Rivanle khawatir jika PAM Swakarsa ini dilekatkan dengan agenda pemerintah, maka ke depan kebebasan sipil akan terancam karena dihadapkan kelompok-kelompok yang sudah disiapkan untuk menghadapi kritik dari masyarakat.

"Arahnya, negara menggunakan pendekatan keamanan untuk memuluskan narasi tunggalnya saja, sehingga menutup ruang kritik atau saran dari masyarakat sipil terhadap kebijakan-kebijakan yang kontroversial," kata Rivanle.
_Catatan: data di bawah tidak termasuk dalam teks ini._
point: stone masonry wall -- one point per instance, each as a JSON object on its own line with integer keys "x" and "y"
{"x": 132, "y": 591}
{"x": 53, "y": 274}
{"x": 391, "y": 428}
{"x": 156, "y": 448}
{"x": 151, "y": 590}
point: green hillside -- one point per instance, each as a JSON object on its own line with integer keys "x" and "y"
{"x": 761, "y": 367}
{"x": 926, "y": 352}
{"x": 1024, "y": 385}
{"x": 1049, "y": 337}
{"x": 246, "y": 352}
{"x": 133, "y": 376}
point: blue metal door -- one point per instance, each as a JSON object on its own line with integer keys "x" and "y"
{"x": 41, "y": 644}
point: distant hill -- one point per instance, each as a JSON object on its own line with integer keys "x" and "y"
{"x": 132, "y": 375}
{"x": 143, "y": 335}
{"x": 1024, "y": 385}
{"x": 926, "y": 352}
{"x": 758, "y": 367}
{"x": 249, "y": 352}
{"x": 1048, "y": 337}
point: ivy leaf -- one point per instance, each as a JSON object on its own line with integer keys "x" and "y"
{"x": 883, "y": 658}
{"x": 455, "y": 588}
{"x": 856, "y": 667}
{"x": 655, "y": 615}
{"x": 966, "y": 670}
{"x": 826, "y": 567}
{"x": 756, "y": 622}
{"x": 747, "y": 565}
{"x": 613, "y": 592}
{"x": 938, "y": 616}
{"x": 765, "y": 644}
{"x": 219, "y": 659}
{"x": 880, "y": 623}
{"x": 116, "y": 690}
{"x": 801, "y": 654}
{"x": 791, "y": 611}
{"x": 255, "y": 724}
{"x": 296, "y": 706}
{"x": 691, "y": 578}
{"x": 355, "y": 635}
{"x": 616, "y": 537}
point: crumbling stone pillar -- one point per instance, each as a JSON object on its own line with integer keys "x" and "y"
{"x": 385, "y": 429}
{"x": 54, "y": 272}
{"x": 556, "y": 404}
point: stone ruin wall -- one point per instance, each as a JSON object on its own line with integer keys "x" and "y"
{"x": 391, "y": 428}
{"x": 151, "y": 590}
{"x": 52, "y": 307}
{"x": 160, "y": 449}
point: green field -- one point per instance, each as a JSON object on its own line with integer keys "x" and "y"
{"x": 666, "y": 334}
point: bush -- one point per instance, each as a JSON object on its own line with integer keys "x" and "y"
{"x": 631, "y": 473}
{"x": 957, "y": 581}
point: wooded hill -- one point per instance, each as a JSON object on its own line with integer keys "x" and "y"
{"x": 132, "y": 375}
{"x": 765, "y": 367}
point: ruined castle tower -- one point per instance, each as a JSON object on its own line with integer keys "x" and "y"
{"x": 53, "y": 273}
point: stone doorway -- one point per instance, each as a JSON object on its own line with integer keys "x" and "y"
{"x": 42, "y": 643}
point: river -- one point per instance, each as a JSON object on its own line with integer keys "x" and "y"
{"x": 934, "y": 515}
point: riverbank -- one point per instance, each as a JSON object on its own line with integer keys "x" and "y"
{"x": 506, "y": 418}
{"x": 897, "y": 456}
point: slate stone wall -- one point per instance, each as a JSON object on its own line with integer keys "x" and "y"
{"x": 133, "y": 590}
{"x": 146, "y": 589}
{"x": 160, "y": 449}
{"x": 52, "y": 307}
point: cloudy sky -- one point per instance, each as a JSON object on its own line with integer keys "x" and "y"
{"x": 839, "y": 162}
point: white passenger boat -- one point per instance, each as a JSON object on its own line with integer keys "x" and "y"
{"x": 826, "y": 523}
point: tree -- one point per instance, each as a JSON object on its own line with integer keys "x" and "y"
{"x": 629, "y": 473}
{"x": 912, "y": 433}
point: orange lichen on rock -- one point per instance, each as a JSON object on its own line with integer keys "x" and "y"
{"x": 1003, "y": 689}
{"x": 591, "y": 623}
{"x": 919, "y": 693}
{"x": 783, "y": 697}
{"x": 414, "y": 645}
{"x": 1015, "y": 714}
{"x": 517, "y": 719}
Seperti apa PAM Swakarsa saat 1998?

Saat masih berstatus mahasiswa yang ikut gerakan reformasi, Usman Hamid memantau pembentukan PAM Swakarsa pada September 1998. Kemunculan PAM Swakarsa bersamaan dengan akan diadakannya Sidang Istimewa (SI) MPR 1998.

Kelompok ini menggunakan "dua tameng" yaitu nasionalis dan Islam.

"Waktu itu sasarannya adalah kami, gerakan mahasiswa, yang dituduh antinasionalis atau antikebangsaan dan didanai oleh asing, serta anti terhadap pemerintah," kata Usman.

Saat itu, narasi yang dibentuk oleh PAM Swakarsa adalah kedekataan Soeharto dan Habibie dengan para kyai.

Narasi tersebut disiarkan melalui orasi-orasi, selebaran agitasi, termasuk melalui masjid, yang isinya menuduh gerakan mahasiswa sebagai antiIslam dan antinasionalis.

"Salah satu mereka menjelaskan itu, karena kami sering berkumpul di Atmajaya, yang merupakan Universitas Katolik," lanjut Usman.

PAM Swakarsa, kenang Usman, juga menarasikan Universitas Trisakti membawa misi kristenisasi, "yang anti terhadap pemerintahan Islam".

"Tapi saat itu kan sulit membantah karena jangkauan komunikasi yang sangat terbatas, dan tidak benar. Karena kami sering berkumpul di Atmajaya itu, lebih karena kedekatan geografis dengan Gedung DPR/MPR. Kami ingin mengulangi Kembali pendudukan DPR/MPR seperti pada bulan Mei," kata Usman.